After this came "something completely different": running a theatre production company, which chimes with her creative outlook (Jedan has a "secret life" as a voiceover artist). She continued to work on PR assignments including ‘rock’n’roll’ projects such as the MTV Europe Music Awards and the Bacardi Triangle music festival in the Caribbean.
Jedan says: "Three months [working with Bacardi] turned into six months, which has now turned into three years."
Those who know her say Jedan’s vast experience, go-getting attitude and charisma give her a unique perspective on her current role.
"Lisa is a driver," says Michael Frolich, EMEA chief executive at Ogilvy PR. "She knows exactly what she wants and how to deliver it, [and this] drives the best out of the Ogilvy teams in whichever country she’s operating in."
He adds: "Her previous experiences set her apart in this role, as nothing fazes her. She has seen and done it all before, which means she knows exactly how to support us – but, importantly, how to empathise and get the best out of us. This is massively valuable for both Bacardi and us.
"But in addition, Lisa is hardcore – she never gives up and has more energy than most, single-handedly delivering the PR efforts of the entire Bacardi brand portfolio for a couple of years."

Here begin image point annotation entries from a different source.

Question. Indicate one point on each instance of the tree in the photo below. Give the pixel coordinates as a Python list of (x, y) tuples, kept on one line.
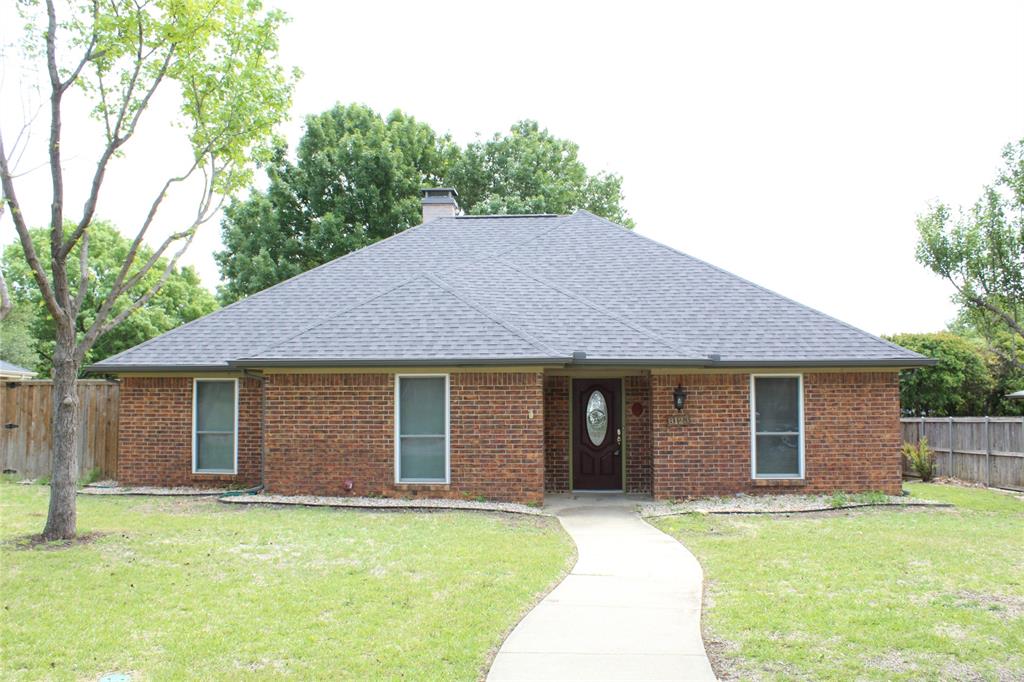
[(355, 180), (981, 253), (17, 345), (217, 58), (531, 171), (180, 299), (960, 384)]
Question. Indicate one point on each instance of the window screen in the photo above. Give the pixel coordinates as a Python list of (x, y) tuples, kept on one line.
[(422, 429), (214, 423), (776, 427)]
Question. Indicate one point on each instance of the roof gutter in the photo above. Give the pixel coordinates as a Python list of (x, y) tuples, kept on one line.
[(578, 359), (385, 361), (709, 364)]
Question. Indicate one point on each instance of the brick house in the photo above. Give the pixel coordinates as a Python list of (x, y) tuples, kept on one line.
[(510, 356)]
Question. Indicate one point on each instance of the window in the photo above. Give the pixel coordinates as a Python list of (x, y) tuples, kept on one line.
[(777, 425), (421, 429), (215, 425)]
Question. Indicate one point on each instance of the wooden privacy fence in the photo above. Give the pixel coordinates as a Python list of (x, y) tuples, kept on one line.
[(27, 433), (982, 450)]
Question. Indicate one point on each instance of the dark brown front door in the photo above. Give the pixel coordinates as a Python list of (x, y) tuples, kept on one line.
[(597, 440)]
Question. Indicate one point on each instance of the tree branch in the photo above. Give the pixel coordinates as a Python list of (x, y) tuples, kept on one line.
[(140, 301), (10, 198), (115, 142)]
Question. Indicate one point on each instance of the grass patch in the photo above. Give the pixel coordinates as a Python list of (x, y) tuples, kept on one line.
[(174, 588), (873, 594)]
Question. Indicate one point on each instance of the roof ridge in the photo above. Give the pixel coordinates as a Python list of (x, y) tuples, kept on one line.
[(624, 321), (251, 297), (508, 326), (745, 281), (261, 292)]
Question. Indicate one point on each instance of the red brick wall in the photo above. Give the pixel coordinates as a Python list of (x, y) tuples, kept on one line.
[(327, 429), (155, 433), (556, 434), (851, 439), (638, 466)]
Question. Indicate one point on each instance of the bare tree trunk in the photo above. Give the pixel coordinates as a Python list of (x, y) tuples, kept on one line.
[(61, 519)]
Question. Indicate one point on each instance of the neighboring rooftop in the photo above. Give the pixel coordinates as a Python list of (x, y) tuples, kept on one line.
[(529, 289), (11, 371)]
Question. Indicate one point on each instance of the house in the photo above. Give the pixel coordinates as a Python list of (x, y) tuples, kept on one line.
[(11, 372), (509, 356)]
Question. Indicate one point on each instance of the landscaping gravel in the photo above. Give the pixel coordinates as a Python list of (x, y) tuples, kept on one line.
[(776, 504), (383, 503), (111, 487)]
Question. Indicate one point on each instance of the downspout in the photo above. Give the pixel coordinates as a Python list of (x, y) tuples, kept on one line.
[(262, 437)]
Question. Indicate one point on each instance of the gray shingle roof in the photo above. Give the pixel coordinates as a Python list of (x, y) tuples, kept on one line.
[(513, 289)]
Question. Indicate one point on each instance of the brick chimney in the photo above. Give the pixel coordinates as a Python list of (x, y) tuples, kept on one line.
[(439, 203)]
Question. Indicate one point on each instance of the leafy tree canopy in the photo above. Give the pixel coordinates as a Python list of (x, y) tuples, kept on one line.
[(960, 384), (356, 177), (355, 180), (180, 299), (531, 171), (16, 343), (981, 252)]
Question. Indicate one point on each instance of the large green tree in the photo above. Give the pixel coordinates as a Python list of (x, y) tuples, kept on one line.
[(355, 180), (216, 60), (960, 384), (981, 252), (529, 170), (180, 299), (17, 344)]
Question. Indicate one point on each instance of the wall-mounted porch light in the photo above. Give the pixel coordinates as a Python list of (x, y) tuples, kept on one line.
[(679, 397)]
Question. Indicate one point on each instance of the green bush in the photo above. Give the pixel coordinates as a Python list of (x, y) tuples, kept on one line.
[(92, 475), (922, 459)]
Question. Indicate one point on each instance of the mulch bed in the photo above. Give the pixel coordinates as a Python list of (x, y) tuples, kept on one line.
[(425, 504), (773, 504)]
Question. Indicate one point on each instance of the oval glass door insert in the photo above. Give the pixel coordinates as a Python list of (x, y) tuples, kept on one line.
[(597, 418)]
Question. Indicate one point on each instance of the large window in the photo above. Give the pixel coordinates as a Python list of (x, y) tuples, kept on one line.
[(215, 425), (776, 429), (421, 429)]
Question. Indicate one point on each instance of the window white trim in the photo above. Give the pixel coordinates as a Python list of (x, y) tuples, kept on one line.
[(754, 426), (235, 439), (397, 435)]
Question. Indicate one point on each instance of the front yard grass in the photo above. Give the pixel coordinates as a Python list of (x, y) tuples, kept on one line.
[(921, 594), (174, 588)]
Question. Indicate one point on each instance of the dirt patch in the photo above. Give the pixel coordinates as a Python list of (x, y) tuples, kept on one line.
[(1004, 606), (36, 542)]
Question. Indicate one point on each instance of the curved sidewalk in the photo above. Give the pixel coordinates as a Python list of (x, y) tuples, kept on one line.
[(629, 610)]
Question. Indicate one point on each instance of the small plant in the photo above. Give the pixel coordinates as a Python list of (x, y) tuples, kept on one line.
[(922, 459), (838, 499), (92, 475), (870, 498)]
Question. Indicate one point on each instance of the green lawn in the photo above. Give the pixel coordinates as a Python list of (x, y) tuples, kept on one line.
[(922, 594), (177, 588)]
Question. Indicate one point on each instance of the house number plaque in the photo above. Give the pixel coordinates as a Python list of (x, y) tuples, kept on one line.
[(679, 420)]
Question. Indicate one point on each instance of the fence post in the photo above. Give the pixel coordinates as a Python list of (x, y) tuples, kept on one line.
[(988, 453), (950, 472)]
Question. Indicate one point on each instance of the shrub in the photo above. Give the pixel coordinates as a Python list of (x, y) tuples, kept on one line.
[(922, 459), (92, 475)]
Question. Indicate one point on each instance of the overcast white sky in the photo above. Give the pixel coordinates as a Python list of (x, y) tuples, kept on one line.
[(792, 143)]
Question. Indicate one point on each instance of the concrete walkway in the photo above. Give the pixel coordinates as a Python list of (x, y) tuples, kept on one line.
[(629, 610)]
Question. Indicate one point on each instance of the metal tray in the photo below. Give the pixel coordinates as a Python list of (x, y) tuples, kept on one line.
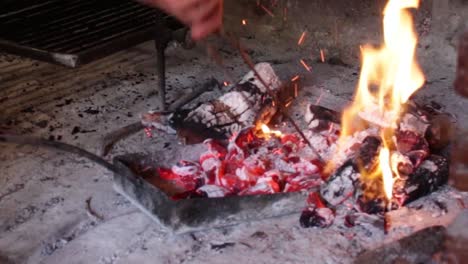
[(181, 216)]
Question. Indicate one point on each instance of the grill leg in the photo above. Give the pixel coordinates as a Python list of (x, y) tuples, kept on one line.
[(161, 70), (162, 37)]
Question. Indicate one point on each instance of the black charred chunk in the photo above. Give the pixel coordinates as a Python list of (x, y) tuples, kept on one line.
[(427, 178), (371, 206), (323, 117), (408, 141), (368, 153), (317, 217)]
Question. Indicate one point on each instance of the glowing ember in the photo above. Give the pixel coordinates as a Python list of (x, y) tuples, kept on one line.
[(307, 67), (389, 76), (384, 160), (301, 39), (268, 132)]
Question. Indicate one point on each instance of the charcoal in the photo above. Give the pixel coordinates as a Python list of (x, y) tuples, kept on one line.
[(320, 118), (371, 206), (249, 103), (427, 178), (440, 132), (407, 141), (341, 185), (317, 217), (368, 153)]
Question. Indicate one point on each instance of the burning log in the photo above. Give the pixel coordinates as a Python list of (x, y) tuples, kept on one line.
[(316, 214), (428, 177), (248, 104)]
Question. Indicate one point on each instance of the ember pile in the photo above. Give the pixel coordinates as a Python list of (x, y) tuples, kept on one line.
[(251, 164), (381, 153)]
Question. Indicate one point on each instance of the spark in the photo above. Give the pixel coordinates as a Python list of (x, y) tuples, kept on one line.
[(295, 78), (149, 132), (267, 10), (301, 39), (307, 67), (320, 96), (331, 128)]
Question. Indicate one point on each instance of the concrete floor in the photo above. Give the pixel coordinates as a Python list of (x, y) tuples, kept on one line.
[(43, 215)]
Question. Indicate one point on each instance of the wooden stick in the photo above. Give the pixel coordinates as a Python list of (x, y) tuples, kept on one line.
[(110, 139), (236, 44), (34, 141)]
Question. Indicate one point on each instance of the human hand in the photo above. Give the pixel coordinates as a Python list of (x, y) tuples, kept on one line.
[(202, 16)]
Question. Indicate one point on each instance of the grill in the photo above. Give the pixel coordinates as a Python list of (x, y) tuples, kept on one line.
[(75, 32)]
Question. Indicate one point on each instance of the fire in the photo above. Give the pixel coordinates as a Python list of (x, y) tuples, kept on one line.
[(389, 76), (267, 132)]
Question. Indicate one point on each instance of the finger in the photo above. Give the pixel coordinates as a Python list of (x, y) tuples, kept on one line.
[(204, 10), (202, 30)]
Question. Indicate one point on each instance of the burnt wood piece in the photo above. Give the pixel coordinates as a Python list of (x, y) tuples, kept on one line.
[(427, 178), (319, 118), (246, 104), (110, 139), (461, 80), (347, 183)]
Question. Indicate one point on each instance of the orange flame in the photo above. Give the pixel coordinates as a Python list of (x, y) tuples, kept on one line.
[(389, 76), (301, 38)]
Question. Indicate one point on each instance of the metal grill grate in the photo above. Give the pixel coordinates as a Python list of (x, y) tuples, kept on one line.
[(73, 32)]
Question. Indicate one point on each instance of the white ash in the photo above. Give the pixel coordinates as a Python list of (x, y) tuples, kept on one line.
[(398, 158), (267, 74), (319, 141), (309, 117), (374, 115), (412, 123), (429, 165), (349, 146), (237, 109), (213, 191), (340, 187)]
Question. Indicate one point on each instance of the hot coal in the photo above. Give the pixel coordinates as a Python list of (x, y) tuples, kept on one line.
[(427, 178), (368, 153), (317, 217)]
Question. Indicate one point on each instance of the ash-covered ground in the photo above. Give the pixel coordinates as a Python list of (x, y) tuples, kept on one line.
[(44, 217)]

Jedan has much on which to focus her energies in the months ahead. No Commission is to extend further, and she expects interesting initiatives around Williams, as new F1 owner Liberty Global looks to create more of a lifestyle racing brand.
Reacting to global drinks trends will continue to be a challenge; she highlights the decline of nightclubs and the growth of late-night dining.
Next April, Mahesh Madhavan, a 20-year Bacardi veteran and current regional president of Asia, Middle East & Africa, will take on the chief executive role. Could this herald another new approach for the business?
"Mahesh will be very interesting for us because he comes from emerging and ‘dark’ markets [where alcohol marketing is illegal]," says Jedan. "I think he’s going to bring a lot of that expertise and knowledge as we look at what the future of the company is and what markets there are."
Whatever happens, the importance of ‘jumping in’ will doubtless remain, as Bacardi and Jedan look to stay at the top of their game.
"I love my job," she enthuses. "There’s almost too much to do. You look around and say, "What can I work on today?’ Going into one meeting about Formula One racing, walking in to another about music, [then] into another about our whisky brands and all the awards they’re winning.
"You have to be able to pivot, turn and shift. I love that fast-moving energy. It keeps you on fire."